Efek Buruk Normalisasi UEA-Israel Bagi Al-Aqsa

0
70

Uni Emirat Arab menjadi negara pertama dalam sejarah konflik Arab-Israel yang ikut serta dalam perubahan status Yerusalem serta Masjid Al-Aqsa. 

Kesepakatannya dengan Israel itu, diketahui bertujuan untuk membatasi hak umat Muslim di Masjid Al-Aqsa ke gedung sholat di ujung selatan Tempat Suci Al-Aqsa, yang mencakup luas 144 hektare.

Tak hanya itu, kesepakatan Uni Emirat Arab-Israel juga akan memberi kesempatan bagi semua orang dari semua agama untuk beribadah dengan perlindungan Israel. Hal itu, untuk memberikan pengakuan de facto atas serangan bersenjata pemukim Israel di Al-Aqsa 

Jika membahas lebih jauh isi keputusan itu, pembentukan status baru untuk Yerusalem dan Masjid Al-Aqsa, nyatanya juga akan jauh lebih berbahaya dari tindakan Israel sebelumnya. Sebab, keputusan yang diambil Uni Emirat Arab dan Israel terjadi tanpa berkonsultasi dengan otoritas Palestina, Arab, atau Islam umumnya, termasuk Liga Arab dan Organisasi Kerjasama Islam. 

Mengutip Middle East Monitor Jumat (4/9), Israel melakukan langkahnya untuk memvalidasi kepentingannya atas Palestina. Yang mana, hal itu merupakan inti ‘kesepakatan abad ini’ dari perjanjian yang ditandatangani Donald Trump dan menantu serta penasihat seniornya.   

Kesepakatan itu, juga diketahui memiliki dasar lain untuk mengabaikan warga Palestina dan menganggapnya sebagai minoritas di wilayah Israel. Hal itu ditegaskan dengan diberikannya hak minoritas pada warga Palestina, alih-alih dari hak atas negara merdeka. Keberadaan Organisasi Pembebasan Palestina, bahkan, juga diabaikan dalam kesepakatan itu. 

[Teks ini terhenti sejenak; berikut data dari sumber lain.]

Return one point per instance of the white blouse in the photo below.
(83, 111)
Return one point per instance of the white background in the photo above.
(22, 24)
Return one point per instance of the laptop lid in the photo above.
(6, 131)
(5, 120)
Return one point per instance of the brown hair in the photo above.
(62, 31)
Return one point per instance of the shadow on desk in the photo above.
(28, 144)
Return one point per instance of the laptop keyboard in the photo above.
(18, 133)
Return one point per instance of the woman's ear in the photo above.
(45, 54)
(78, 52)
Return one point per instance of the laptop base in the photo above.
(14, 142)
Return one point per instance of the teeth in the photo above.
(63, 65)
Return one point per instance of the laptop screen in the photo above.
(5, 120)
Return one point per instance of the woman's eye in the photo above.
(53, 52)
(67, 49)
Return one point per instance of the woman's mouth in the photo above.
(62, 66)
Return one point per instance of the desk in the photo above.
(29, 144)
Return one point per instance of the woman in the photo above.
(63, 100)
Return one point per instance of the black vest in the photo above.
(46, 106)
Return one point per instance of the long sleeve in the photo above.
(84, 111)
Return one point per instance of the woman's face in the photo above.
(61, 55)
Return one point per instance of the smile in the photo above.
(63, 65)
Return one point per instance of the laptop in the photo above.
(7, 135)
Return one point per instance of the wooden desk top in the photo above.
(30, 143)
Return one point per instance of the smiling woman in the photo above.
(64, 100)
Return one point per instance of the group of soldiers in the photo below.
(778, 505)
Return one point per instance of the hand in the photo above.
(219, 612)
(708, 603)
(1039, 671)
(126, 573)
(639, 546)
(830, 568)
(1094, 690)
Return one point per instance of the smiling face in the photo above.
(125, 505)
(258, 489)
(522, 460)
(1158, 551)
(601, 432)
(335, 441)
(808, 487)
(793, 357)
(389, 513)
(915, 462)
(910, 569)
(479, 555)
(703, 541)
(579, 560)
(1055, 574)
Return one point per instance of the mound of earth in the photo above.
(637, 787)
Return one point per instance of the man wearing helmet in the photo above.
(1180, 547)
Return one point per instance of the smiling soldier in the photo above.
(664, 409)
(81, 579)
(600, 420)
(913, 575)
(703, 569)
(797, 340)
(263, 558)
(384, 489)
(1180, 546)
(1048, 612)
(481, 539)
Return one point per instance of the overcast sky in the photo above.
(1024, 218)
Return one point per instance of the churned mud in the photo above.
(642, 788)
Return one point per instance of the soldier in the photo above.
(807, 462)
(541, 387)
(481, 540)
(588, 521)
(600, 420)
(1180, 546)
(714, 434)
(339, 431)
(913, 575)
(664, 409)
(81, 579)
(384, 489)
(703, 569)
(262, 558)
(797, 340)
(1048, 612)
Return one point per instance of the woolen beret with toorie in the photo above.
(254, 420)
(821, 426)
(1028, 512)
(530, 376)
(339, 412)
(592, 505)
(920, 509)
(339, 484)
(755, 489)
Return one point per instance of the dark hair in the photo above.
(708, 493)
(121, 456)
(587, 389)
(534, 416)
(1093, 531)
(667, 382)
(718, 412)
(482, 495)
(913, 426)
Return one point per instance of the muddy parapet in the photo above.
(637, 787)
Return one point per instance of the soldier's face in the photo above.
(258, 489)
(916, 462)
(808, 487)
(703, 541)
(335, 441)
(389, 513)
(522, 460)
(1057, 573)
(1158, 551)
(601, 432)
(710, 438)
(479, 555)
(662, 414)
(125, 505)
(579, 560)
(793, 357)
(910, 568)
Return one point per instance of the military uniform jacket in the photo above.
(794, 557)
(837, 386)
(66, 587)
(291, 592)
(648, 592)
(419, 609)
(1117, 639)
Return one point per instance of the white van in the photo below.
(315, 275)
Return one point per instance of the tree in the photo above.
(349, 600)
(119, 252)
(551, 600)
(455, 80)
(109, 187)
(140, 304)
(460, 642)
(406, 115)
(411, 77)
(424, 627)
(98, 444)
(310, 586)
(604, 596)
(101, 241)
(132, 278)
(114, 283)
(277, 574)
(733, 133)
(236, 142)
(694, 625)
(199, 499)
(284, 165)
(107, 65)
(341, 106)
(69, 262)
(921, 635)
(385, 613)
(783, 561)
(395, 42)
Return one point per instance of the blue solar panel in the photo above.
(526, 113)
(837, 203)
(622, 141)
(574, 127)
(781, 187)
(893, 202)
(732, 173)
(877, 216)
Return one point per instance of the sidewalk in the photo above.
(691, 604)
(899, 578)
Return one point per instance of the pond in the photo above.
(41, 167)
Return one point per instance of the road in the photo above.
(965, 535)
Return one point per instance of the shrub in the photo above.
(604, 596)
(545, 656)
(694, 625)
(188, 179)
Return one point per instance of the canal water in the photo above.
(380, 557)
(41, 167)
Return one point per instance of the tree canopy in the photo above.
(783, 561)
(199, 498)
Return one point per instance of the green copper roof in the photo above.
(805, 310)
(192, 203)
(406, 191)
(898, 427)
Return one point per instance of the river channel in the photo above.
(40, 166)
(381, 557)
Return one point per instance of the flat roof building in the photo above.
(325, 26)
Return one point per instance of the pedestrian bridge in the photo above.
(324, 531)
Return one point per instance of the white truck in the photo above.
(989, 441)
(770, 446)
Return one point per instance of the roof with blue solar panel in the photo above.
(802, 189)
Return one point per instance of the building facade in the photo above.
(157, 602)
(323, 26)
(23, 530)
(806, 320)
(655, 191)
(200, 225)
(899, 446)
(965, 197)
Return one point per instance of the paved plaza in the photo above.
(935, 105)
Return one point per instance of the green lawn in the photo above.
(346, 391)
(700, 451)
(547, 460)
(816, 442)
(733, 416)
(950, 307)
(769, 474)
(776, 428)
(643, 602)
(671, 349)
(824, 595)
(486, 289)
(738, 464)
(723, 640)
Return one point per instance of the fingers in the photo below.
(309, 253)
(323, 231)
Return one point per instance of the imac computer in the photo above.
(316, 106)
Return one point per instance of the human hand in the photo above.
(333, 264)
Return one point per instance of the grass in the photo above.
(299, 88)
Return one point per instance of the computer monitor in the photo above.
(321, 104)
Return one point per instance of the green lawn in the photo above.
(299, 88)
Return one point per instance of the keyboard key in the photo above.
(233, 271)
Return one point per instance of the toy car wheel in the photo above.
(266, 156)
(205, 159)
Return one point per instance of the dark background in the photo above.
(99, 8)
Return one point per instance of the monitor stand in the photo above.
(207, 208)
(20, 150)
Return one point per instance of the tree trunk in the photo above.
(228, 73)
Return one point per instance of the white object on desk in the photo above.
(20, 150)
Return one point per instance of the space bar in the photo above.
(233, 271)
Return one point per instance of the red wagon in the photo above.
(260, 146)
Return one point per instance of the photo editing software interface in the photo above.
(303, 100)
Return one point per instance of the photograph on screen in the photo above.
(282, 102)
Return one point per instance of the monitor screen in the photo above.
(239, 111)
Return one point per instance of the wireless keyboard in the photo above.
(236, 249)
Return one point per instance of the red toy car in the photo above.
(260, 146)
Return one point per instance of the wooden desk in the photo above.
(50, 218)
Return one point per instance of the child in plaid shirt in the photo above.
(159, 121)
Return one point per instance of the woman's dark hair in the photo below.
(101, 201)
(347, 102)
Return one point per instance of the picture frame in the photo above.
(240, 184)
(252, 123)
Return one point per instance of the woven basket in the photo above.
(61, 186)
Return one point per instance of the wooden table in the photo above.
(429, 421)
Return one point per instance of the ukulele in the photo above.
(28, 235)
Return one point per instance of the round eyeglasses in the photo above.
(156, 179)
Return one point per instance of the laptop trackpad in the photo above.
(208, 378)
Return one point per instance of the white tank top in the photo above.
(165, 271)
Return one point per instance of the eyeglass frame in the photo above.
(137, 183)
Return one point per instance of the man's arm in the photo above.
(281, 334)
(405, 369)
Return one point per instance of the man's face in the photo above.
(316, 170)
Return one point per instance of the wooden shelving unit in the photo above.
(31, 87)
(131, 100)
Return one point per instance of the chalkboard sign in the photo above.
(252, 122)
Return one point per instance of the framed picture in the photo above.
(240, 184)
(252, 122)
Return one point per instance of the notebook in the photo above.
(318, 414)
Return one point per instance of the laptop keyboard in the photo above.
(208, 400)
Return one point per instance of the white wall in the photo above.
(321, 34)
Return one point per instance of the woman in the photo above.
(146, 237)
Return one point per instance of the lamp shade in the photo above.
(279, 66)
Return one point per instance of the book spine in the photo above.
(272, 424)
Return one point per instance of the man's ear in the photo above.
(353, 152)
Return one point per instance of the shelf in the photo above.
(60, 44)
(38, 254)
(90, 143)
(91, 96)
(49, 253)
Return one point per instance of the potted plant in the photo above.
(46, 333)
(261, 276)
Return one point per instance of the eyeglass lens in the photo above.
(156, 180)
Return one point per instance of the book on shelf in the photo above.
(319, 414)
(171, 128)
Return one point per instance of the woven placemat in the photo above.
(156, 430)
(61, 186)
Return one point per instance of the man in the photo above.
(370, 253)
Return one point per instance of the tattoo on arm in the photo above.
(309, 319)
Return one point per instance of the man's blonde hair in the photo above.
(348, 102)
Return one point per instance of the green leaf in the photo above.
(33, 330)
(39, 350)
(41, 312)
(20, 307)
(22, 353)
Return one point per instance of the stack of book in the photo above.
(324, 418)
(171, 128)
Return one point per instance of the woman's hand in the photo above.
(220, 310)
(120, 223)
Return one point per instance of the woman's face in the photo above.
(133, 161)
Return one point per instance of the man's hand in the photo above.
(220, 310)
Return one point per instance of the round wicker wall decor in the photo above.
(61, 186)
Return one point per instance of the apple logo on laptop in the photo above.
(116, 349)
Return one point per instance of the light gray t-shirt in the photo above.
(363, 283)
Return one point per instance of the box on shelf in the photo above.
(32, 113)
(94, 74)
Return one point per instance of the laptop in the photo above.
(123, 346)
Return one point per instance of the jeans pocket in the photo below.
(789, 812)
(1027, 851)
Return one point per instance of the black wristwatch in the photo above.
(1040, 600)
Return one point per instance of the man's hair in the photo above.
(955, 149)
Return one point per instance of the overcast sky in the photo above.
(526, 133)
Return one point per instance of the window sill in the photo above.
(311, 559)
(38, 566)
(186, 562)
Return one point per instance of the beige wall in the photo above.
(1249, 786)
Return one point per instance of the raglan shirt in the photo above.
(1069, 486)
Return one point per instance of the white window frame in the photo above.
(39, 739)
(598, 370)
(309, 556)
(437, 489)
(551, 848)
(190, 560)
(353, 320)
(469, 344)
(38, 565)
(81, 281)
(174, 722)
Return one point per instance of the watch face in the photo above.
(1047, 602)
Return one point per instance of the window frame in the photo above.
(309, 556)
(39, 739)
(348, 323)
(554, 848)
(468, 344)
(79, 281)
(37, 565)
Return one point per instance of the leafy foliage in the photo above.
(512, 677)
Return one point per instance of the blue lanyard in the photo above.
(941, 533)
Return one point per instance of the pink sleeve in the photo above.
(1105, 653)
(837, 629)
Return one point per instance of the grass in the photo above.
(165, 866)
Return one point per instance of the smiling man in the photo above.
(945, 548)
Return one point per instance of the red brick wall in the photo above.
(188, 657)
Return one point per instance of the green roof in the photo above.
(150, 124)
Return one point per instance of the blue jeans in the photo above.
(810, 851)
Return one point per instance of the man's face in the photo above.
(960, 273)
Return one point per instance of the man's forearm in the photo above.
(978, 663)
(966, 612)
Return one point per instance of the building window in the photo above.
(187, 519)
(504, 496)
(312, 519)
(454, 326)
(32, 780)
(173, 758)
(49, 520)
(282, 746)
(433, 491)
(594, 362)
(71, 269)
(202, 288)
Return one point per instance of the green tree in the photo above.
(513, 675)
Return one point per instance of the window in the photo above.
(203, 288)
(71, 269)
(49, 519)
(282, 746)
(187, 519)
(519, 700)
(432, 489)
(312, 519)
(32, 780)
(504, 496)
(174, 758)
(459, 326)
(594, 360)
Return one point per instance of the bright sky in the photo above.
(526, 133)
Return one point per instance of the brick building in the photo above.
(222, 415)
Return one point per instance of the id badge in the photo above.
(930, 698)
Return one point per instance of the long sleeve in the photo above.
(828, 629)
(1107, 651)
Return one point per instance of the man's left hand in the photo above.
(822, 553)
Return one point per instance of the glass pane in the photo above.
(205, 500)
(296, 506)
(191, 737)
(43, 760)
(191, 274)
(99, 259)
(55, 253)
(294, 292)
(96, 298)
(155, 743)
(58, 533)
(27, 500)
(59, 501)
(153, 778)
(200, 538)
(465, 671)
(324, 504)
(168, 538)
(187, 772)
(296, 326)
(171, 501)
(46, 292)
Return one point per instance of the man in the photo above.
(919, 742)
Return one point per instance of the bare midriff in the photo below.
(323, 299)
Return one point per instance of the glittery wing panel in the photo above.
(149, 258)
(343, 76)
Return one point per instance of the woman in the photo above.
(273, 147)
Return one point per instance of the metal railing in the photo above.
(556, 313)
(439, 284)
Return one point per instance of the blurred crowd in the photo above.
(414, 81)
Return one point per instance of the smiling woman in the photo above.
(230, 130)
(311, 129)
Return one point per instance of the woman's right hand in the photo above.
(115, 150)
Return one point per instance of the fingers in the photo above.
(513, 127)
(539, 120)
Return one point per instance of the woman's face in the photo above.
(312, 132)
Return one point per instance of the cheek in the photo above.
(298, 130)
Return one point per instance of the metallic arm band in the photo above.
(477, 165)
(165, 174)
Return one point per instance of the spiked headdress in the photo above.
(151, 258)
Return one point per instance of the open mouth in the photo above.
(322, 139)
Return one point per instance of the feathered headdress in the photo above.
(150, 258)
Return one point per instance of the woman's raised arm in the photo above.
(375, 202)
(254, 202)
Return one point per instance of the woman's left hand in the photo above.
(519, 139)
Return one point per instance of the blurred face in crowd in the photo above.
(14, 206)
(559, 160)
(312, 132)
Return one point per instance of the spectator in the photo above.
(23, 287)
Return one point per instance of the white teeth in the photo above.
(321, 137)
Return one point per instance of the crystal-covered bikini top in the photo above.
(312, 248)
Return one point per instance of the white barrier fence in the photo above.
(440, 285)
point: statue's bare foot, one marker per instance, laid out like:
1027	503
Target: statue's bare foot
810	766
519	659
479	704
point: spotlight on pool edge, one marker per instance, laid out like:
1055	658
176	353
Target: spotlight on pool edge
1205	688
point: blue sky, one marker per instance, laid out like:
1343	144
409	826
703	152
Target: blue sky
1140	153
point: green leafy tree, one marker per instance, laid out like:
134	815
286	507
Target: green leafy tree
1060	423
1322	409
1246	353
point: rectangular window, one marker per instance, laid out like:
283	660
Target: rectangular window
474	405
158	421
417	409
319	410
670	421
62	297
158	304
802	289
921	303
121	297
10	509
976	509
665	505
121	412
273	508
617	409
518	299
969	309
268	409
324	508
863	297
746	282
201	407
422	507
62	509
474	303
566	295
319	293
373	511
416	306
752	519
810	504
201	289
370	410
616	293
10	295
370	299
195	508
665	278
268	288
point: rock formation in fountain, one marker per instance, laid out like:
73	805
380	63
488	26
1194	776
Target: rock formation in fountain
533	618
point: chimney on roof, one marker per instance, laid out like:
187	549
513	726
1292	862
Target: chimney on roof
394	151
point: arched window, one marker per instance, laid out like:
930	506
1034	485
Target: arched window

Meski kesepakatan itu melibatkan Palestina sebagai pihak yang dirugikan, nyatanya, Palestina sama sekali tidak terlibat dalam kesepakatan yang dibentuk Israel-Amerika Serikat itu. 

Terpisah, Perdana Menteri Israel Benjamin Netanyahu, menegaskan, perjanjian itu disebutnya tidak membahas aneksasi sejak awal. Walaupun, ia tidak menampik jika keputusan untuk mencaplok wilayah itu hanya ditunda dan tidak dibatalkan.

Campur tangan Amerika Serikat dari mulai Trump, hingga menyangkut proyek yang dikenal sebagai proyek Kushner, didasarkan pada Arabisasi masalah Yerusalem dan Masjid Al-Aqsa. Padahal, masalah itu merupakan internal Islam.  

Namun demikian, perjanjian yang ingin diterapkan Israel dan Amerika, tidak pernah mendapat persetujuan dari Palestina atau Yordania. Oleh sebab itu, penggunaan rekan Israel dari wilayah Teluk, dilakukan untuk menekan Otoritas Palestina dan Yordania.